# Sound but no Sound



## Dave Lister (Jun 5, 2020)

I've been playing with this for a few days now, and have gotten to that dangerous stage of making random attempts with whatever clues my searches yield. So before I completely make a pig's ear of it.

I currently can get sound out of my desktop speakers from the audio-output jack-socket at the rear of the PC tower, if the sound is from a Youtube video running on the Firefox browser. However, I don't get any sound output if I try and play a standard test wav file (piano2.wav) or an mp3 file (hendrix.mp3 - who else).  

eg.

```
# play piano2.wav

piano2.wav:

 File Size: 1.21M     Bit Rate: 1.54M
  Encoding: Signed PCM    
  Channels: 2 @ 16-bit   
Samplerate: 48000Hz      
Replaygain: off         
  Duration: 00:00:06.31  

In:100%  00:00:06.31 [00:00:00.00] Out:303k  [      |      ]        Clip:0
```


Also, and which is probably related, I cannot record mic input (or possibly playback), yet if I tap, whistle or talk into the mic it comes through the speaker albeit with slightly poor quality. My mic is similarly plugged into the audio-input jack-socket at the rear of the PC tower.

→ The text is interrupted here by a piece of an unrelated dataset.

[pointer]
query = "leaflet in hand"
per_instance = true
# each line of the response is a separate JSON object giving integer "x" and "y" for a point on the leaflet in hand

Initial applications I tried to test sound include `xoscope` - which has a trace but doesn't respond to any mic input, `audacity` - which appears to record, but nothing plays back.  I've also installed among other things `pulseaudio, ffmpeg, moc, and mplayer`.

From the outset I followed the instructions in the `7.2 Setting up the Sound card chapter in the Handbook.`

I've added changes to config files:-

```
# cat /boot/loader.conf
cuse_load="YES"
snd_hda_load="YES"
fuse_loader="YES"
```

Here's rc.conf, though I don't think it is involved.

```
# cat /etc/rc.conf
hostname="red-dwarf"
ifconfig_fxp0="DHCP"
sshd_enable="YES"
# Set dumpdev to "AUTO" to enable crash dumps, "NO" to disable
dumpdev="AUTO"
dbus_enable="YES"
hald_enable="YES"
gdm_enable="YES"
sddm_enable="YES"
slim_enable="YES"
devfs_system_ruleset="localrules"
cupsd_enable="YES"
devfs_system_ruleset="system"
#webcamd_enable="YES"
```

dmesg yields

```
# dmesg | grep pcm
pcm0: <Realtek ALC882 (Rear Digital 10ch/2.0)> at nid 20,22,21,23,30 and 31 on hdaa0
pcm1: <Realtek ALC882 (Analog 2.0/5.1)> at nid 27 and 26,28,24 on hdaa0
```

I also changed:-

```
# systctl hw.snd.default_unit=1
hw.snd.default_unit: 1 -> 1
```

Mixer output is:-

```
# mixer
Mixer vol      is currently set to  78:78
Mixer pcm      is currently set to 100:100
Mixer line     is currently set to  71:71
Mixer mic      is currently set to  67:67
Mixer cd       is currently set to  50:50
Mixer rec      is currently set to  26:26
Mixer igain    is currently set to 100:100
Recording source: line, mic, cd
```

I have tried :-

```
# sysctl hw.snd.default_auto=1
hw.snd.default_auto: 0 -> 1
```

but that doesn't seem to have any effect either.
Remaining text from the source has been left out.